Needing to staff up quickly, the indictment says, Ralphs rehired hundreds of locked-out workers, a legal no-no, hiding the truth by employing them under fake names and Social Security numbers. The company shifted these workers from store to store so the unions wouldn't catch them, and issued them manifestly fraudulent paychecks -- the union even found one made out to a 4-month-old child. Those defrauded included the IRS, the Social Security Administration and employee benefit trust funds, to which Ralphs failed to make remittances on behalf of the surreptitious workers. The scheme arguably prolonged the labor dispute, which lasted more than four months, cost union locals millions and brought many of their 59,000 members to the financial brink.

It's worth noting that Ralphs already has confessed to most of these crimes, although on a smaller scale than the government alleges.
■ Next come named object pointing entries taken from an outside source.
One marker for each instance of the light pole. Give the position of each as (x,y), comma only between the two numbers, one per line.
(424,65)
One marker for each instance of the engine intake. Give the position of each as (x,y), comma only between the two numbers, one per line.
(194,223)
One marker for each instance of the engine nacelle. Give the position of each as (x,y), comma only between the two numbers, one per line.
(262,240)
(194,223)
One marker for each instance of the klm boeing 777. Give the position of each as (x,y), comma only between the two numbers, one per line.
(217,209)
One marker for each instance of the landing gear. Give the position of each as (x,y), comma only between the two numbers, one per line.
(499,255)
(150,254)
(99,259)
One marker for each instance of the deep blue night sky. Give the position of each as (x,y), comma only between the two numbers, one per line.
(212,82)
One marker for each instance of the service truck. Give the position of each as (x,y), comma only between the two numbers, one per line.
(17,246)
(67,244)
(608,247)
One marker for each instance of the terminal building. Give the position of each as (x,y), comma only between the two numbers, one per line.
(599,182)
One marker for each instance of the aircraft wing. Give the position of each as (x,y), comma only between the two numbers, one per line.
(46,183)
The company says that about 200 locked-out workers were rehired at scattered stores, and that it has trued up its payments to the trust funds and the government. Still, it hardly matters whether the rehired workers were a few or -- as the indictment alleges -- numbered nearly 1,000 working at 90% of the more than 300 Ralphs stores involved in the lockout. Ralphs says it's willing to take its medicine, but when it tried to negotiate what it says would be a "fair and reasonable fine" with the U.S. attorney, the talks broke down.
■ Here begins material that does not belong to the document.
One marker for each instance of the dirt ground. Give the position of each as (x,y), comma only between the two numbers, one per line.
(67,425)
For the most part, the company is shoving blame for the affair onto low-level management -- store and zone managers in Southern California. (This "rogue employee" defense is beloved of corporate bigwigs in the dock -- think WorldCom's Bernie Ebbers and Enron's Ken Lay.) My sources say that as many as nine zone managers -- who typically oversee 18 to 20 stores -- have been fired or forced into retirement, and two others have been transferred out of state.